Um rapaz adolescente e um homem, de 16 e 21 anos, terão sido detidos e alguns identificados no local. "Acreditamos que até 100 carros foram queimados ou danificados", disse a porta-voz da polícia Ulla Brehm citada pela agência Reuters, acrescentando que os grupos de jovens estavam "organizados e preparados".

A violência, o desemprego e a imigração 

Nos últimos anos, várias cidades suecas têm sido alvo de episódios de violência esporádicos, em menor escala, durante o mês de Agosto, que coincide com o final das férias escolares de Verão e o início do ano lectivo na Suécia. "Sabemos por experiência que estes tipos de incêndios acontecem com mais frequência na semana anterior ao começo da escola do que nas outras semanas", disse um porta-voz da polícia à agência de notícias sueca TT. No entanto, não está ainda claro o que desencadeou os distúrbios desta segunda-feira.

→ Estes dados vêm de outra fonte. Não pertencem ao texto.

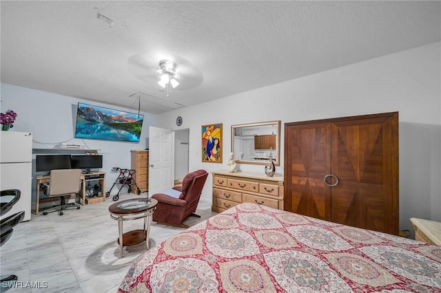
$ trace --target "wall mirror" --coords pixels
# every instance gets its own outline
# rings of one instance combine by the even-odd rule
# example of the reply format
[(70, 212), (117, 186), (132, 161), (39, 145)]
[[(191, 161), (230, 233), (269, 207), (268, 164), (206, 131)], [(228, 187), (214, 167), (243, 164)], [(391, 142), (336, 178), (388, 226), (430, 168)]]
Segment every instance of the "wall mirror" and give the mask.
[(280, 121), (232, 125), (232, 151), (239, 164), (280, 162)]

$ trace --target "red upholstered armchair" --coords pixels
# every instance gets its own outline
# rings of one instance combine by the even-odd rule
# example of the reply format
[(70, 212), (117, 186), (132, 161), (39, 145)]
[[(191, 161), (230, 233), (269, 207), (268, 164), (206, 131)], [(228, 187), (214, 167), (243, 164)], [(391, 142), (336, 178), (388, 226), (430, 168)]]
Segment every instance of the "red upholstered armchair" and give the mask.
[(208, 173), (205, 170), (187, 174), (182, 181), (182, 186), (173, 188), (181, 193), (176, 193), (178, 197), (167, 195), (166, 192), (153, 195), (152, 197), (158, 201), (156, 210), (153, 214), (153, 221), (158, 224), (188, 228), (188, 226), (182, 224), (188, 216), (201, 217), (194, 212), (207, 176)]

A mais recente onda de ataques levou a imprensa sueca a relembrar os tumultos em Estocolmo, em 2013, quando vários carros e estabelecimentos foram também incendiados no seguimento da morte de um homem de 69 anos pela polícia, que levou a acusações de brutalidade policial e a um debate sobre a imigração e a pobreza.

Na Suécia, tem-se assistido a um aumento da violência, principalmente em áreas com elevada taxa de desemprego e outros problemas sociais. Mais ainda, a violência de gangues tornou-se uma questão central na campanha eleitoral sueca – com as eleições gerais marcadas para 9 de Setembro – visto que, em 2017, mais de 40 pessoas foram mortas a tiro devido a este tipo de violência, sublinha a Reuters.

O Partido Social-Democrata da Suécia, liderado por Stefan Lofven, poderá ter o seu pior resultado eleitoral de sempre, de acordo com sondagens divulgadas pela Reuters, que revelaram ainda preocupações da população relacionadas com a assistência social, os resultados escolares e os efeitos da onda de imigração que trouxe cerca de 160 mil pessoas para a Suécia em 2015. O que poderá beneficiar o Partido dos Democratas Suecos anti-imigração, cujo posto eleitoral na cidade de Linköping foi também incendiado.